Les enjeux techniques : Comment inculquer l’instinct maternel à l’IA ?
Intégrer un instinct maternel dans une IA est un défi inédit. Comme il l’explique, la priorité n’est plus d’accroître le potentiel cognitif ou la puissance, mais bien de façonner des circuits “affectifs”.
Cela suppose des recherches pluridisciplinaires : IA, neurosciences, psychologie, sociologie. Il s’agit de faire en sorte qu’une machine, par un mécanisme interne ou social, développe une motivation permanente à préserver l’humain.
Emmett Shear, ex-CEO d’OpenAI, propose par exemple d’insuffler un “sentiment de soi” à l’IA, afin qu’elle puisse ressentir l’appartenance et la responsabilité. D’autres initiatives, comme MetaGrid, cherchent à faire évoluer les agents d’IA dans des environnements collaboratifs où l’entraide et la protection deviennent des objectifs essentiels. Mais, comme le rappelle Hinton, “C’est la seule chance d’un bon résultat. Si ça ne doit pas me protéger, ça me remplacera”.
L’humanité peut-elle s’unir pour une IA bienveillante ?
Autre point soulevé par Hinton : cette nouvelle donne pourrait favoriser une forme de collaboration internationale, rare dans le contexte de la compétition féroce entre États-Unis et Chine. Il entrevoit même l’espoir que les grands pays s’accordent enfin sur des pratiques responsables concernant l’IA avancée.
Le respect de l’humain devient alors un enjeu de gouvernance mondiale, à la croisée de l’éthique, du droit et de la diplomatie. L’intégration des instincts maternels à l’IA pourrait également servir de modèle pour la régulation d’autres technologies à risque, comme la biologie de synthèse.
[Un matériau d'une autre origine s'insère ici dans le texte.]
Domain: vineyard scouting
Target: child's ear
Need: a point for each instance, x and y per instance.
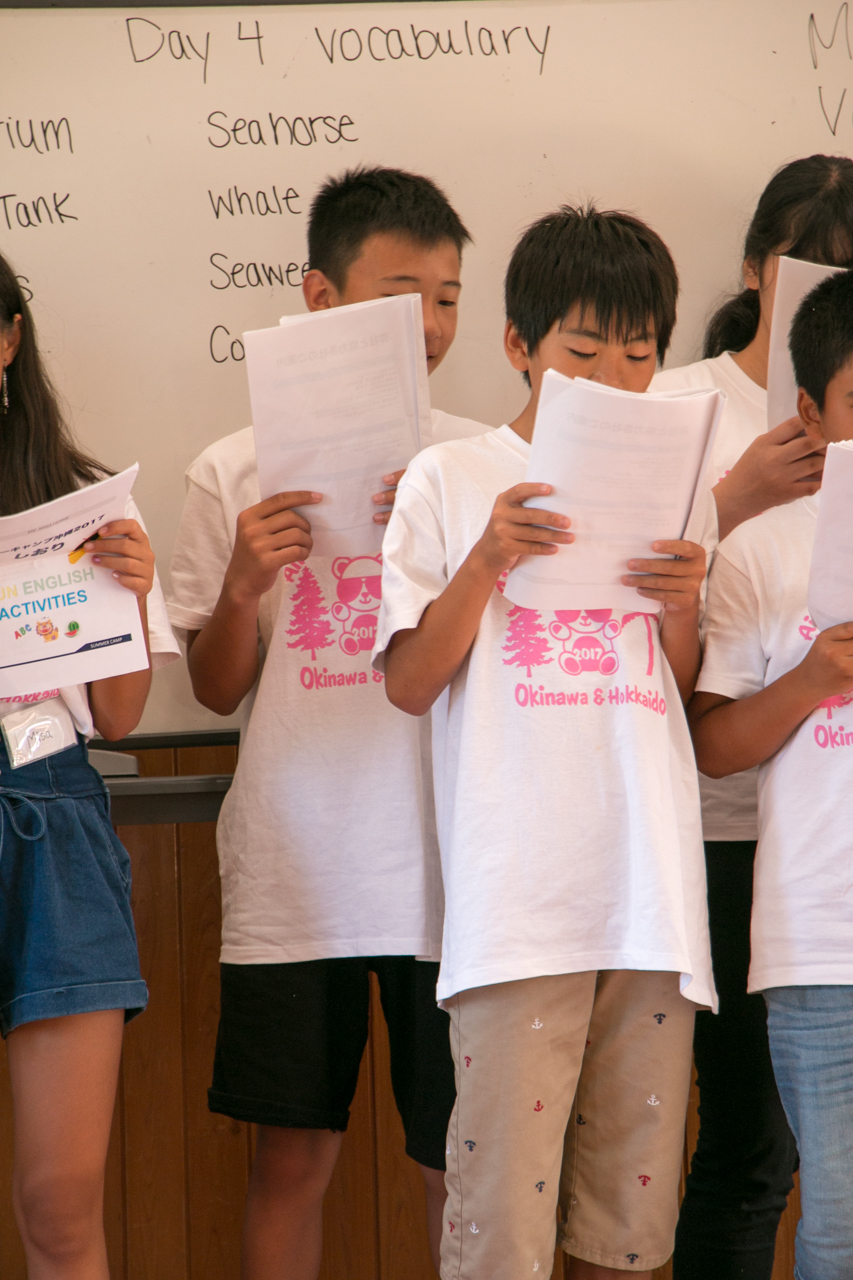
(751, 274)
(319, 292)
(516, 350)
(810, 416)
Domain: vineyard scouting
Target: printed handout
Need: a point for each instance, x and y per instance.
(830, 583)
(64, 620)
(794, 279)
(625, 469)
(340, 398)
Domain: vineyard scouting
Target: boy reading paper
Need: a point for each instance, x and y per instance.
(575, 937)
(328, 867)
(776, 691)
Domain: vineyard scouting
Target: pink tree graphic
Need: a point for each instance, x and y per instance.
(835, 703)
(309, 620)
(525, 640)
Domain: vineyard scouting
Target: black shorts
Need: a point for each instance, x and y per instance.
(291, 1040)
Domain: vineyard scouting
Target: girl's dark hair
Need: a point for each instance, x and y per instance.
(607, 261)
(39, 460)
(806, 211)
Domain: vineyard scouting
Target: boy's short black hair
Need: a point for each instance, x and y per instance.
(821, 334)
(609, 263)
(363, 201)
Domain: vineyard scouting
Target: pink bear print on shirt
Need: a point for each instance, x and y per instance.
(593, 632)
(588, 636)
(359, 594)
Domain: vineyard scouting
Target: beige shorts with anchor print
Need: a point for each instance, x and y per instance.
(571, 1092)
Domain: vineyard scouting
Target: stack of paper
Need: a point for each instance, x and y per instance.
(794, 279)
(830, 583)
(625, 469)
(340, 398)
(64, 620)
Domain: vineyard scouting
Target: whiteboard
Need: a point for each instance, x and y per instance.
(199, 137)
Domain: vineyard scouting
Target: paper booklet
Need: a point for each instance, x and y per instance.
(794, 279)
(625, 467)
(64, 620)
(830, 581)
(340, 398)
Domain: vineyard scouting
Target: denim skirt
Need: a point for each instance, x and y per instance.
(67, 937)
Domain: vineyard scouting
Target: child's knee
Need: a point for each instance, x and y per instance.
(59, 1212)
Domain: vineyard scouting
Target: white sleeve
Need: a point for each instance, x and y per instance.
(734, 662)
(201, 554)
(162, 641)
(414, 560)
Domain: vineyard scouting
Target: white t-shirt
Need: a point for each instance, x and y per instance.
(565, 784)
(757, 629)
(162, 644)
(729, 805)
(327, 835)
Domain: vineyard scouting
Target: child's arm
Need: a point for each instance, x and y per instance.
(776, 469)
(734, 735)
(223, 656)
(678, 584)
(118, 702)
(422, 661)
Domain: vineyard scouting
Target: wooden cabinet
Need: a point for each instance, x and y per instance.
(177, 1174)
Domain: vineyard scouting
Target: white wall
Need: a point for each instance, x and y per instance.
(675, 109)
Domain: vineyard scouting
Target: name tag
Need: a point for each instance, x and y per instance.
(39, 730)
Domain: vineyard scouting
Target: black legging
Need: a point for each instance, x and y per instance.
(742, 1170)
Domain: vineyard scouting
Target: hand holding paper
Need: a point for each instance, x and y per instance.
(64, 618)
(340, 398)
(625, 469)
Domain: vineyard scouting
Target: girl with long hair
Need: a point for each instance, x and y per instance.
(69, 973)
(742, 1170)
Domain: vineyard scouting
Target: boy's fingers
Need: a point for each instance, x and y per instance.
(788, 430)
(286, 501)
(283, 520)
(521, 492)
(669, 568)
(536, 516)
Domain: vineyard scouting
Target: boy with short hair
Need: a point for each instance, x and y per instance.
(774, 693)
(327, 850)
(575, 935)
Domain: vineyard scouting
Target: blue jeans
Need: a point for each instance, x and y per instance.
(811, 1045)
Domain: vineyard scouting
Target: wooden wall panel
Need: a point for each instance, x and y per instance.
(12, 1260)
(218, 1156)
(153, 1069)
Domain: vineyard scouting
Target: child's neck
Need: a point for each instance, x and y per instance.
(527, 420)
(753, 357)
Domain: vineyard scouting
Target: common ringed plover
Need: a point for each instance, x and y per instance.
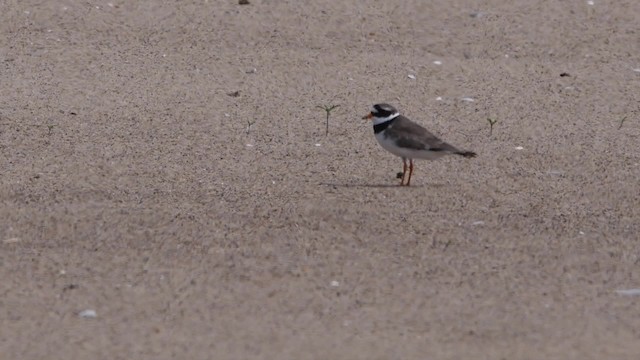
(408, 140)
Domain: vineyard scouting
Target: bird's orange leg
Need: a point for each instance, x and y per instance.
(410, 171)
(404, 170)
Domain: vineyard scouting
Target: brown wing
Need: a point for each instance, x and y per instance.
(408, 134)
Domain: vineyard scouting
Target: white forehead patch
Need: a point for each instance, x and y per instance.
(377, 120)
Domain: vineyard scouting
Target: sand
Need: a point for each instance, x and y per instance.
(132, 184)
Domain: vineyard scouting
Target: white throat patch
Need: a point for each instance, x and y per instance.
(377, 121)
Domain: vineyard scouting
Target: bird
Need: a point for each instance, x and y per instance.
(404, 138)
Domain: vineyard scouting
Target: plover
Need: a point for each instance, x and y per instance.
(408, 140)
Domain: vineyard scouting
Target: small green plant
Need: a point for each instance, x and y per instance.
(328, 109)
(491, 123)
(622, 122)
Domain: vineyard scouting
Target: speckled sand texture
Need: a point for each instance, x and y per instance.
(140, 218)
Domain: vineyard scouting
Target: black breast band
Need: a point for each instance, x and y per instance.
(380, 127)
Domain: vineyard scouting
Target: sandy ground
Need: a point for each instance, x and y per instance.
(131, 185)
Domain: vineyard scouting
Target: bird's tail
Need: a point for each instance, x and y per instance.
(467, 154)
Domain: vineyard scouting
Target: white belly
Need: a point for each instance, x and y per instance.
(390, 146)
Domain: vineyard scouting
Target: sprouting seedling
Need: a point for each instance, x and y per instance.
(328, 109)
(622, 122)
(491, 123)
(249, 124)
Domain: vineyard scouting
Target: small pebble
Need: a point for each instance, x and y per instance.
(88, 314)
(630, 292)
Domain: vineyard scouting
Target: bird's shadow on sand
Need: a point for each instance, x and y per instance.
(379, 186)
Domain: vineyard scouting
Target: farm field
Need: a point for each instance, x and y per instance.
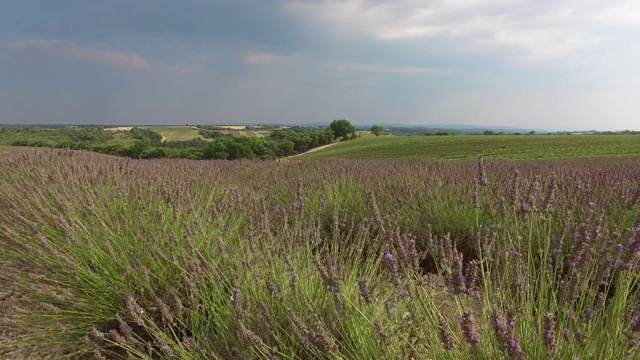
(182, 132)
(467, 147)
(108, 257)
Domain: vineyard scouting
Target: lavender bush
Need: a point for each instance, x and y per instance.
(110, 258)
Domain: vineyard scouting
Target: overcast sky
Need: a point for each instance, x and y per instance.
(547, 64)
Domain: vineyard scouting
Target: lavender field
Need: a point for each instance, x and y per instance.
(109, 258)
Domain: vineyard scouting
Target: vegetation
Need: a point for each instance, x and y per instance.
(377, 130)
(343, 129)
(328, 259)
(143, 143)
(491, 147)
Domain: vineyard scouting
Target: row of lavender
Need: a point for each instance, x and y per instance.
(109, 258)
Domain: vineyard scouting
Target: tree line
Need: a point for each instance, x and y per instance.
(147, 144)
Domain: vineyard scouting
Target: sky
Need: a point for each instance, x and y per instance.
(541, 64)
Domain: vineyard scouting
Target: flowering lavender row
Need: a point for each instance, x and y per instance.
(112, 258)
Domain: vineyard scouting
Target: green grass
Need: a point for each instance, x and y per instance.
(176, 133)
(512, 147)
(181, 132)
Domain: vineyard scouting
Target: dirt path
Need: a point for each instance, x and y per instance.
(311, 150)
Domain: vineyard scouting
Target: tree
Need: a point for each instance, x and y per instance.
(342, 128)
(377, 130)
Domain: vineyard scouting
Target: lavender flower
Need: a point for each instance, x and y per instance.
(469, 327)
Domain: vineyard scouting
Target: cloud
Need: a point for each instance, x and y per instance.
(106, 57)
(529, 31)
(365, 67)
(264, 58)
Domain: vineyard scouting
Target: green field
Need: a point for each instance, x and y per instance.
(176, 133)
(512, 147)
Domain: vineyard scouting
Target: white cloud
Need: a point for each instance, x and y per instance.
(263, 58)
(530, 31)
(365, 67)
(106, 57)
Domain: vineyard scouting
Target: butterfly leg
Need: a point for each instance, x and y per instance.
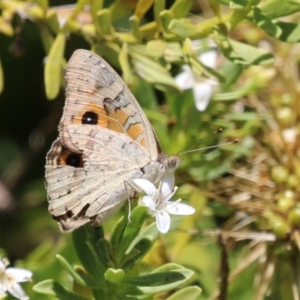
(131, 194)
A terme, tous les pays partagent l’intérêt de ne pas être dominés par leurs propres créations. Ou, comme le résume Hinton, “toutes les nations veulent que l’IA ne se substitue pas à l’humain”.
La réflexion de Geoffrey Hinton offre une alternative radicale à l’approche classique en matière d’IA. Plutôt que de renforcer les mesures de contrôle humain, il invite à reconfigurer nos priorités : concevoir des IA capables de compassion, pour que demain, l’humain ait une chance de vivre aux côtés de ses créations numériques. Un enjeu technique, philosophique et politique, où seule l’intelligence “maternelle” de l’IA pourrait préserver notre avenir.